Visual and Analytic Reports
New kinds of visualizations and analytical reports are being developed to guide administrative and governing bodies with empirical evidence as they target areas for improvement, allocate resources, and assess the effectiveness of programs, schools, and entire school systems. As online learning environments increasingly accommodate thousands of students, researchers and companies are looking at very granular data around student interactions, building on the tools of web analytics.

Stanford Pioneering Education "Big Data" Analysis
Pearson Learning Studio, for example, provides an LMS infrastructure that is aggregating data from the millions of learners using their systems, with the aim of enabling school leaders and national policy makers to more effectively design personalized learning paths.  Similarly, a group at Stanford University is examining vast datasets generated by online learning environments.

Stanford Lytic Lab - Analytics Dashboard
These efforts are taking place through the Stanford Lytic Lab, where researchers, educators, and visiting experts are currently building an analytics dashboard that will help online instructors track student engagement in addition to conducting a study of peer assessment in a MOOC on human-computer interaction, based on 63,000 peer-graded assignments.

Bill & Melinda Gates - $200,000 Funding
In April 2013, the Bill & Melinda Gates Foundation awarded Stanford more than $200,000 in funding to support the Learning Analytics Summer Institute, which provided professional training to researchers in the field.

Sophisticated Web-Tracking at Leading Institutions
Sophisticated web-tracking tools are already being used by leading institutions to capture precise student behaviors in online courses, recording not only simple variables such as time spent on a topic, but also much more nuanced information that can provide evidence of critical thinking, synthesis, and the depth of retention of concepts over time.

New Analytic Tools to Manage Growing Complexity
As behavior specific data is added to an ever-growing repository of student-related information, the analysis of educational data is increasingly complex, and many statisticians and researchers are working to develop new kinds of analytical tools to manage that complexity.

Predictive Analytics Reporting Framework
The most visible current example of a wide-scale analytics project in higher education is the Predictive Analytics Reporting Framework, which is overseen by the Western Interstate Commission for Higher Education (WICHE), and largely funded by the Bill & Melinda Gates Foundation.

16 Institutions = 1.7M Student Records + 8.1M Course Records
The 16 participating institutions represent the public, private, traditional, and progressive spheres of education.
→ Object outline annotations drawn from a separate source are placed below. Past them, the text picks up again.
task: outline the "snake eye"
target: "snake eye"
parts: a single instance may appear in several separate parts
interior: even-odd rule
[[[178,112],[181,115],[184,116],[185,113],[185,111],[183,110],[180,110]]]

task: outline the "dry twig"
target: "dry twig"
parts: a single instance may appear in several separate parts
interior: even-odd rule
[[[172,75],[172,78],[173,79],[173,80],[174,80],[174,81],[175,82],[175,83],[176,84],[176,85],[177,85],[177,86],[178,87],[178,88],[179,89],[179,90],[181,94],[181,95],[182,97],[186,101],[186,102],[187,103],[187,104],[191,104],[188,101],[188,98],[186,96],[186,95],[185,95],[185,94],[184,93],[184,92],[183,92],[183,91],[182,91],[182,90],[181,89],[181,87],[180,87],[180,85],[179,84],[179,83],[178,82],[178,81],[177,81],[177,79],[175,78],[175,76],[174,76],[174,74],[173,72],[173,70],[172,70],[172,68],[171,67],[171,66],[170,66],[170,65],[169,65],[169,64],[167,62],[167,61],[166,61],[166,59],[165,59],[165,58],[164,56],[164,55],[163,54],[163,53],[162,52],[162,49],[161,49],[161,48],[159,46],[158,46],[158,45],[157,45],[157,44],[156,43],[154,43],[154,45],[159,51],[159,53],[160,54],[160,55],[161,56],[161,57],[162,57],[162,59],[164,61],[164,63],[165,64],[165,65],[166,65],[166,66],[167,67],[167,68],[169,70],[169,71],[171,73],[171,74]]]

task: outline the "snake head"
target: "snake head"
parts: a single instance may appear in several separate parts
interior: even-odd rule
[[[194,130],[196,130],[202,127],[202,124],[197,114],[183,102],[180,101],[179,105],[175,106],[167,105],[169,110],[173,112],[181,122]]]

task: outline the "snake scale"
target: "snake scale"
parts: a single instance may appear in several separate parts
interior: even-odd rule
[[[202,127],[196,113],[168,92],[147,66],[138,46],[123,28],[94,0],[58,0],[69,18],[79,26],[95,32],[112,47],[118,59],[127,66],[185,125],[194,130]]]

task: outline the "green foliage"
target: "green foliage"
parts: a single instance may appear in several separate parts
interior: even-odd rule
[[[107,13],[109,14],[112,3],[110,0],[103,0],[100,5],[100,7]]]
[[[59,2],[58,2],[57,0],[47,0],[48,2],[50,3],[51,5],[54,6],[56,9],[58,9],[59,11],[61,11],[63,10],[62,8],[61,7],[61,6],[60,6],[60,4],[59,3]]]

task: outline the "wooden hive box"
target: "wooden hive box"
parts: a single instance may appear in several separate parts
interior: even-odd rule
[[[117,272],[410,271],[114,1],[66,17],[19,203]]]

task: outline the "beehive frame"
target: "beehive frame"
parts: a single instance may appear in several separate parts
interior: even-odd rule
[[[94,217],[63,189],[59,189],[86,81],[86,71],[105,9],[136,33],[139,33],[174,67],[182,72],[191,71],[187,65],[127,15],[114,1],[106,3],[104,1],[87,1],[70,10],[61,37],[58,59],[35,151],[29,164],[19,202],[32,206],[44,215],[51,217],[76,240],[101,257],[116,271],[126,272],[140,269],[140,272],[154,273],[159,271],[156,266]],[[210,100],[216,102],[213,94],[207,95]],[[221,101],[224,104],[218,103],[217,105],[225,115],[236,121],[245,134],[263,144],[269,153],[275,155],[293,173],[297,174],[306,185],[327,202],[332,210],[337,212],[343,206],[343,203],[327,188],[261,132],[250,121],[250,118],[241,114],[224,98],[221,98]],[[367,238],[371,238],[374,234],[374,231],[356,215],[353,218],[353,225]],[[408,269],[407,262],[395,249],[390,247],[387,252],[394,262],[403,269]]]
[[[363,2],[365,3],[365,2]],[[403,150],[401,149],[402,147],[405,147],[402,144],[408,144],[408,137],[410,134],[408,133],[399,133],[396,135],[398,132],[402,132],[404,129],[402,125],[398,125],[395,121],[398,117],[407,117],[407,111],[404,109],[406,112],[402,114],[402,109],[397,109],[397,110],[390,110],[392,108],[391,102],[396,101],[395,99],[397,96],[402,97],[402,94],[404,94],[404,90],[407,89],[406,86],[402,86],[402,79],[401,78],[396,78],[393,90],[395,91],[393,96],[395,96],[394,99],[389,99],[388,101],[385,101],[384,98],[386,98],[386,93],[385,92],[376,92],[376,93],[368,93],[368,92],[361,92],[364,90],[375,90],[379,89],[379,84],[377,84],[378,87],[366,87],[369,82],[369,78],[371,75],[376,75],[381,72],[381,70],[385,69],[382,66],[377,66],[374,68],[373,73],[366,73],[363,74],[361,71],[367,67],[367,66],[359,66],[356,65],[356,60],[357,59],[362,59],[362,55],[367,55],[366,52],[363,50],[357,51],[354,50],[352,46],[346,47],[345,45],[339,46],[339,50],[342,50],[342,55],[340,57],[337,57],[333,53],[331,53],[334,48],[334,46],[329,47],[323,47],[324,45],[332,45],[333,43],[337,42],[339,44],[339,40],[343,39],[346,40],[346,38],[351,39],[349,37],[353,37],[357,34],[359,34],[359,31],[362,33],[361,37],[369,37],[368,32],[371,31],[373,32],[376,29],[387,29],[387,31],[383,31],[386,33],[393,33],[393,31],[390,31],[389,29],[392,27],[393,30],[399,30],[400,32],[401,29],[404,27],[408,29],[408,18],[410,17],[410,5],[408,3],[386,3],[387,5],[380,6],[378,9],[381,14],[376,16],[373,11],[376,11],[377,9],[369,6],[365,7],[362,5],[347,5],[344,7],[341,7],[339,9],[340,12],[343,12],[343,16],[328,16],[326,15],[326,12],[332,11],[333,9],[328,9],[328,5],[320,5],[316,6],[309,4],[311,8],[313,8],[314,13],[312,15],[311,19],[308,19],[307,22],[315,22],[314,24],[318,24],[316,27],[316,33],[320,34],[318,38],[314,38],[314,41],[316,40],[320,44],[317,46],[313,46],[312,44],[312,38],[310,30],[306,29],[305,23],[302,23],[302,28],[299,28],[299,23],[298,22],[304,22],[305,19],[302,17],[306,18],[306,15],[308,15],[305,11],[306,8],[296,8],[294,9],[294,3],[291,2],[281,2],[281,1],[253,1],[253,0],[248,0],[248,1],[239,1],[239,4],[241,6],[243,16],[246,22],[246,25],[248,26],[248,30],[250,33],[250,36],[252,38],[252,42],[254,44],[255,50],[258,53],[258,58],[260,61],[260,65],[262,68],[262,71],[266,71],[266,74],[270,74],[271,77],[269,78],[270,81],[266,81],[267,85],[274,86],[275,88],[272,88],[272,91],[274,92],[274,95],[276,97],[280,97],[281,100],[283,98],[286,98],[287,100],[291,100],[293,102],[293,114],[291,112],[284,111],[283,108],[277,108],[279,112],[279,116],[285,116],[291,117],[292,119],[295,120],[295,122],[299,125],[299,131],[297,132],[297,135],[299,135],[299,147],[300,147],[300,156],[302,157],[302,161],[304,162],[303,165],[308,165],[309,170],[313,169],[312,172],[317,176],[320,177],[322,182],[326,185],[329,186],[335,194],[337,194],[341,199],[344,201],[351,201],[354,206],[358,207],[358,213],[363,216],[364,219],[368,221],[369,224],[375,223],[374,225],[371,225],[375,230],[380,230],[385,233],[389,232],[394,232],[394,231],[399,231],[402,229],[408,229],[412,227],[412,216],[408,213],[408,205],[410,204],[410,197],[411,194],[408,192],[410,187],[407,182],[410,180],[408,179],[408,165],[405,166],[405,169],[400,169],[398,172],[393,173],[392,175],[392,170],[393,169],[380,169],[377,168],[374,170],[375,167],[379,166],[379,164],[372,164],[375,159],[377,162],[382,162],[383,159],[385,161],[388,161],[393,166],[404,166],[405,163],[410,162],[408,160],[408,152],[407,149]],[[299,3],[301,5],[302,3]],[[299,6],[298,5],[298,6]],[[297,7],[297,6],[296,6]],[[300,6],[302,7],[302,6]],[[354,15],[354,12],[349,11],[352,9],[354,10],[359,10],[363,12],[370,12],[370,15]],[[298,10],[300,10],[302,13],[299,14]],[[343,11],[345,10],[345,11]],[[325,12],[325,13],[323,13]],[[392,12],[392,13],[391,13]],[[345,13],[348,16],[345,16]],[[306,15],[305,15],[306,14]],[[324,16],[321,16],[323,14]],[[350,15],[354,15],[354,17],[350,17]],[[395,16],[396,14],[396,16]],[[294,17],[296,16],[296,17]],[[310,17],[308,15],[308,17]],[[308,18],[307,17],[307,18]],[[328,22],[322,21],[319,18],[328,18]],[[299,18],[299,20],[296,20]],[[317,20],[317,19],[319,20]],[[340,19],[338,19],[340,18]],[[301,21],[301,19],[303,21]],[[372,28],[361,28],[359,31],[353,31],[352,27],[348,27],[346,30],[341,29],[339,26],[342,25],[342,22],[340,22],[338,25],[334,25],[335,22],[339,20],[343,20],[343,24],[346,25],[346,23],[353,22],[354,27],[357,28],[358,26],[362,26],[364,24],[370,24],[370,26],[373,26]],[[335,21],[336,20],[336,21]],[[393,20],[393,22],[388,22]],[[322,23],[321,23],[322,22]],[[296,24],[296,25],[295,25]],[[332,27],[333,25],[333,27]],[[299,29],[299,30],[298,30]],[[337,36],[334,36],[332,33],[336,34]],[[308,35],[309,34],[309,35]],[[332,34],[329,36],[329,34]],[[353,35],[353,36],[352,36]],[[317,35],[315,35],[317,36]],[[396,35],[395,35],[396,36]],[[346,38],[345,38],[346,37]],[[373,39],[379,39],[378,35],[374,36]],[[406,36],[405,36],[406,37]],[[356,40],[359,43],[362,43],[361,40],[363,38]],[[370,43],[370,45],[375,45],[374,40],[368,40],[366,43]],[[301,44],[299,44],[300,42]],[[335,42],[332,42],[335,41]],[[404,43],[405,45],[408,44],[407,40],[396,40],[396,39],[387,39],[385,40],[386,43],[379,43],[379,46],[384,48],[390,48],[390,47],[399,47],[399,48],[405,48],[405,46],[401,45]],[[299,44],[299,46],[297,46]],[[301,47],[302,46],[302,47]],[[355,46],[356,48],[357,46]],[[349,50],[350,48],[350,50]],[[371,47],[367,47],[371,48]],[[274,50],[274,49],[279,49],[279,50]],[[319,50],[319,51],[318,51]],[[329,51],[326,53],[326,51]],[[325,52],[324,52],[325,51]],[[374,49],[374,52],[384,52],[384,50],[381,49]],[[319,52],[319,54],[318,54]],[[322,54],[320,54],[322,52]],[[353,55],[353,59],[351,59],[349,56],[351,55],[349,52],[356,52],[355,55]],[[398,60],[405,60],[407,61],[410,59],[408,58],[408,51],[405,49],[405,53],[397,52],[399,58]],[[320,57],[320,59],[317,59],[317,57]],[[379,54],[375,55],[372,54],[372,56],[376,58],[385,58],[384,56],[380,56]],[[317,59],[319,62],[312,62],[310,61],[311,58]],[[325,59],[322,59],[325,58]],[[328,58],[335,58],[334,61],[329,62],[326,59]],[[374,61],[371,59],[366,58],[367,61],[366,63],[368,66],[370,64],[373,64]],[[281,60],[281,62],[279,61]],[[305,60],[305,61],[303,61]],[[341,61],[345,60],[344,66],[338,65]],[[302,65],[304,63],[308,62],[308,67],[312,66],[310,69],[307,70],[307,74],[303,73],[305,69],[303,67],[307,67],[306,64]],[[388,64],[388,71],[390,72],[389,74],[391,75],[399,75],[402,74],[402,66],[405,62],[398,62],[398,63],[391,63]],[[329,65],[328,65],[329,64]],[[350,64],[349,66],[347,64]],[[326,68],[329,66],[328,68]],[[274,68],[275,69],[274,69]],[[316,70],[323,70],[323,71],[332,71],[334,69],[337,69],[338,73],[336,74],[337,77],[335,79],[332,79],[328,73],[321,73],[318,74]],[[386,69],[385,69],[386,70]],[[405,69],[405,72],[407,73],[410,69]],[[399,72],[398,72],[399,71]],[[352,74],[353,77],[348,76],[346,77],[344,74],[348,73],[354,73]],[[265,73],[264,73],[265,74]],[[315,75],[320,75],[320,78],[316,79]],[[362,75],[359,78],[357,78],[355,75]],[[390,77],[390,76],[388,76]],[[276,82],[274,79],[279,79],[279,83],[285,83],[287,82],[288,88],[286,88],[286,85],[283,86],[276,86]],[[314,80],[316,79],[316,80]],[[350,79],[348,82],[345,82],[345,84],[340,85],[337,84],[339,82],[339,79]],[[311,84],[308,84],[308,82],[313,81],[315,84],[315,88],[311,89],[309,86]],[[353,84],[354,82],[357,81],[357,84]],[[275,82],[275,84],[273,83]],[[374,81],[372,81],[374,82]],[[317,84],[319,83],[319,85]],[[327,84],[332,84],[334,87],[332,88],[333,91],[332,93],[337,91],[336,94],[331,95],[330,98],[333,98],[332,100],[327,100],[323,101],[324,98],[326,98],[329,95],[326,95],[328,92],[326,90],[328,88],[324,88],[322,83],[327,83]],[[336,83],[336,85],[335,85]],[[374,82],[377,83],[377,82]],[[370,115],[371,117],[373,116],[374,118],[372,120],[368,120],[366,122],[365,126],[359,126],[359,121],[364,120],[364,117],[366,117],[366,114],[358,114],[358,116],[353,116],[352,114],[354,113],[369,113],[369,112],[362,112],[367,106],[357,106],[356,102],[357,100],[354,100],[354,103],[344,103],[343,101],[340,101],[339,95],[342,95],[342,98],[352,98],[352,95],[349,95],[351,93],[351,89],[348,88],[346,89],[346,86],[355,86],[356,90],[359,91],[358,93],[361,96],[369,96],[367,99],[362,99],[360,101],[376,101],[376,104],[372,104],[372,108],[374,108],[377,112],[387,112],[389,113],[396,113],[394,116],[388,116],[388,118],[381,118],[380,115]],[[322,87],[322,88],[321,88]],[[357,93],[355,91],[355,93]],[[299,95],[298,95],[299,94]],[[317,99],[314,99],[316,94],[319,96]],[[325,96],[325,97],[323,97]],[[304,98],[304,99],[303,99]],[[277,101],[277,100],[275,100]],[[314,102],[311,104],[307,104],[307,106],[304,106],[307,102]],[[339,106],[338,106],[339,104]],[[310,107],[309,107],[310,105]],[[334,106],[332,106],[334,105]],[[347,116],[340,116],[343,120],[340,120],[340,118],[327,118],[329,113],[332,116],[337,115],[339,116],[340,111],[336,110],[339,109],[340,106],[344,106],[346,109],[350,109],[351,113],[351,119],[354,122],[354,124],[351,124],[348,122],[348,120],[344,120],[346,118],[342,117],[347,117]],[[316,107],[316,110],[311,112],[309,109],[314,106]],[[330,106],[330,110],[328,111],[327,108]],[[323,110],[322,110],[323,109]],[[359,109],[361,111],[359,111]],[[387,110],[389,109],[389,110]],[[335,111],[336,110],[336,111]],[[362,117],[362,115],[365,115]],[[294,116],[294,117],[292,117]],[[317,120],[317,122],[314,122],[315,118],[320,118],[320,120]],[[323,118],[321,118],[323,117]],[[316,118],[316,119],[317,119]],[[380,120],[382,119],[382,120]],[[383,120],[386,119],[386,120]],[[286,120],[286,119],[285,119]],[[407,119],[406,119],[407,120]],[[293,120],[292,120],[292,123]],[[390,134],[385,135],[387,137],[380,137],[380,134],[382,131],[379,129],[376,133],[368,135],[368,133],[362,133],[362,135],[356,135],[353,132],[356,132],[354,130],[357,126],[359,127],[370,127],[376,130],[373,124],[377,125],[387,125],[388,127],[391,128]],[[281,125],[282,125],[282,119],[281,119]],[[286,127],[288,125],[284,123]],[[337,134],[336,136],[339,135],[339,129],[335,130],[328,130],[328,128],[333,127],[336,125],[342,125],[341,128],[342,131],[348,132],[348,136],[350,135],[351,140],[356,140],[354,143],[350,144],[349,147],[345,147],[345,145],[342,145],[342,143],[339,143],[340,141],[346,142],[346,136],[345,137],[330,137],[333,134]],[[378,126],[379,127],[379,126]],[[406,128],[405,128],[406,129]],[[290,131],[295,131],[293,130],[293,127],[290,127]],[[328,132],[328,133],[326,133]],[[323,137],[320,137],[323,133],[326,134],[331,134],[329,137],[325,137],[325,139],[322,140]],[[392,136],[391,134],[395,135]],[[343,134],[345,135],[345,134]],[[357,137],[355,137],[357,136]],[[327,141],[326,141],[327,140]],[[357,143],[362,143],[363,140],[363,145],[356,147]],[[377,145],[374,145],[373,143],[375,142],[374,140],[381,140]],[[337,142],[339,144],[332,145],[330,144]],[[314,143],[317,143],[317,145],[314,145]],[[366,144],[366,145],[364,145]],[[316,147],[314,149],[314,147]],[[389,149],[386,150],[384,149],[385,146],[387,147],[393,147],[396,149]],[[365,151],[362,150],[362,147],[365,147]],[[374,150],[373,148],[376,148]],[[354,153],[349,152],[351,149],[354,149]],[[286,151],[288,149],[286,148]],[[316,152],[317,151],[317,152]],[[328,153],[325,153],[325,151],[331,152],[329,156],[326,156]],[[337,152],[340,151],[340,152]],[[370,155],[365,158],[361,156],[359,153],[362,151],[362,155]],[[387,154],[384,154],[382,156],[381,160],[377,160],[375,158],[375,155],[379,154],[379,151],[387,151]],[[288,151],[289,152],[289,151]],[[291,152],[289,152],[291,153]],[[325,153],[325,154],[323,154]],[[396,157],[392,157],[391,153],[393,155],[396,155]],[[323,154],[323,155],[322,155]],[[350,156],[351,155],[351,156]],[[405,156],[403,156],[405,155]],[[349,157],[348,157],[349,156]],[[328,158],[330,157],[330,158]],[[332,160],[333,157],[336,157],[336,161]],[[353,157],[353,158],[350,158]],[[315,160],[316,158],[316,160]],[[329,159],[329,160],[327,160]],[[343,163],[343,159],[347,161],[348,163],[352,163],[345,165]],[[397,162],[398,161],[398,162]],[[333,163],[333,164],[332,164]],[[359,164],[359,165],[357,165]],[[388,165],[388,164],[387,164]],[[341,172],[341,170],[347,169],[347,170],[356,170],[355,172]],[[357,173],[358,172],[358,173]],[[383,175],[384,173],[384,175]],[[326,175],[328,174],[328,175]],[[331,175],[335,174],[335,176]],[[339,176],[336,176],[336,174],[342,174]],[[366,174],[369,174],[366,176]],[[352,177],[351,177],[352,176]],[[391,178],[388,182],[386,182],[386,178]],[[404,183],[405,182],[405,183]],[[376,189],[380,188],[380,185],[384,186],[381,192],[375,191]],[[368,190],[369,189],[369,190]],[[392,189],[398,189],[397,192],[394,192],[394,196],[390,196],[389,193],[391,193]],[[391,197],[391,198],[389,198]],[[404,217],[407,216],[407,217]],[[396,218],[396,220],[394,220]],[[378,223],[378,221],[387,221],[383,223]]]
According to the WICHE website, they have compiled over 1,700,000 student records and 8,100,000 course level records in efforts to better understand student loss and student momentum.

Social Media - Researching Online Discussions
Companies such as X-Ray Research are conducting research in online discussion groups to determine which behavioral variables are the best predictors of student performance. The tools reflect the potential of analytics to develop early warning systems based on metrics that make predictions using linguistic, social, and behavioral data. Similarly, studies at universities are proving that pedagogies informed by analytics can prove the quality of interaction taking place online.

Solution: Visualization - Improving Student Engagement and Discussion
At Simon Fraser University in British Columbia researchers applied analytics to solve an issue that past experiments revealed — discussion forums used for online courses were not supporting productive engagement or discussion. They developed a Visual Discussion Forum in which students could visualize the structure and depth of the discussion, based on the number of threads extending from their posts. Learners in this study were also able to easily detect which topics needed more of their attention.

Johnson, L., Adams Becker, S., Estrada, V., Freeman, A. (2014). NMC Horizon Report: 2014 Higher Education Edition. Austin, Texas: The New Media Consortium.